Although most college and universities offer counseling programs through their student health centers, they aren’t equipped to deal with all of the emotional issues that face today’s college students, she adds.
"For the past few years, we’ve seen a lot of stories in the press about suicide among college students. As an organization, we are clearly focused on preventative health and well-being. We researched the industry to see what was offered and found that no one was offering these particular services," Prohofsky says.
The first program went into effect April 1 and covers 5,000 students at New Mexico Highlands University and Luna Community College, both in Las Vegas, NM.
"Students face a myriad of emotional challenges that can impact academic performances. Bringing CIGNA Behavioral Health’s program on campus ensures that we can provide the highest level of service to help our students manage their emotional health," says Judy Cordova, dean of students at New Mexico Highlands University.
All students enrolled in a participating university receive a toll-free number that they can call twenty-four hours a day, seven days a week to discuss any kind of issue.
The program is staffed by behavioral health managers called personal advocates who are bachelors- or masters-level paraprofessionals with degrees in psychology or social services and licensed behavioral care professionals who are available to take crisis calls.
"Students with behavioral health or personal problems no longer have to go through their student health center, which may have a long wait for service and is likely to be closed at 2 a.m. when a problem arises," Prohofsky says.
In the first days of the program, the personal advocates fielded questions that ranged from depression and anxiety to eating disorders and relationship issues.

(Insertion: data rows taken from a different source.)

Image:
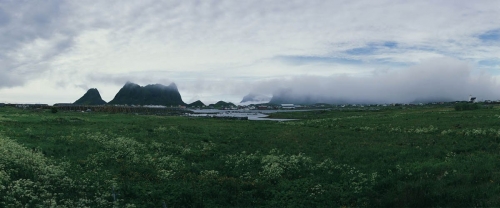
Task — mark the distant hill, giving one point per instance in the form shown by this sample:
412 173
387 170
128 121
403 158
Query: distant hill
196 104
252 97
91 97
157 94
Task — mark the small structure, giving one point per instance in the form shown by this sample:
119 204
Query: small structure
472 99
287 106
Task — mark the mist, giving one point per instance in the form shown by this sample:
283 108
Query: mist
441 79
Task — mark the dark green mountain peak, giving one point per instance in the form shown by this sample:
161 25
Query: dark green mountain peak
154 94
91 97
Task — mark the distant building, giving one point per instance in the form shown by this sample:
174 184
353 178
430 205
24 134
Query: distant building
472 99
63 104
287 106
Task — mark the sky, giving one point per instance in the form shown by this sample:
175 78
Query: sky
53 51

The personal advocates are trained to help students connect with the appropriate resources to help with their individual needs. CIGNA Behavioral Health has a nationwide network of 45,000 providers offering clinical and nonclinical services.
The program includes a staff of licensed behavioral health clinicians who can handle crisis calls as well as referrals for face-to-face counseling with local clinicians.
Nonclinical resources include tutors, legal assistance, financial consultants, help for crime victims, AIDS support, gay/lesbian programs, support for single parents, child abuse information, and information on women’s issues.
"We are drawing on the resources we have developed for our employee assistance programs," Prohofsky says.
For instance, a student who gets a speeding ticket and doesn’t want to tell his or her parents may ask to be connected to an attorney near the college to help them decide what to do.
Most of the personal advocates have experience in social work or psychology.
They go through an eight-week training program that includes everything from how to provide excellent customer service to what kind of service callers would expect when they call a toll-free number. They learn what questions to ask the caller and how to identify someone who is in crisis.
The personal advocates don’t provide counseling but identify what the issues are and refer callers to the appropriate services.
"When a personal advocate takes a call, the goal is to get an understanding of the caller’s individual issues and to make the most appropriate referral," Prohofsky says.
If the student needs to talk to someone on the telephone immediately, the personal advocate can refer him or her to a clinician who is available. If the personal advocate determines that the situation is a crisis, the call is immediately transferred to a clinician.
The personal advocates can refer students to a library of educational material that includes tip sheets on developing good study skills and other advice.
Every student who is seen by a student assistance counselor is contacted two weeks after the last session for feedback to determine if the services are satisfactory and address any additional concerns or situations.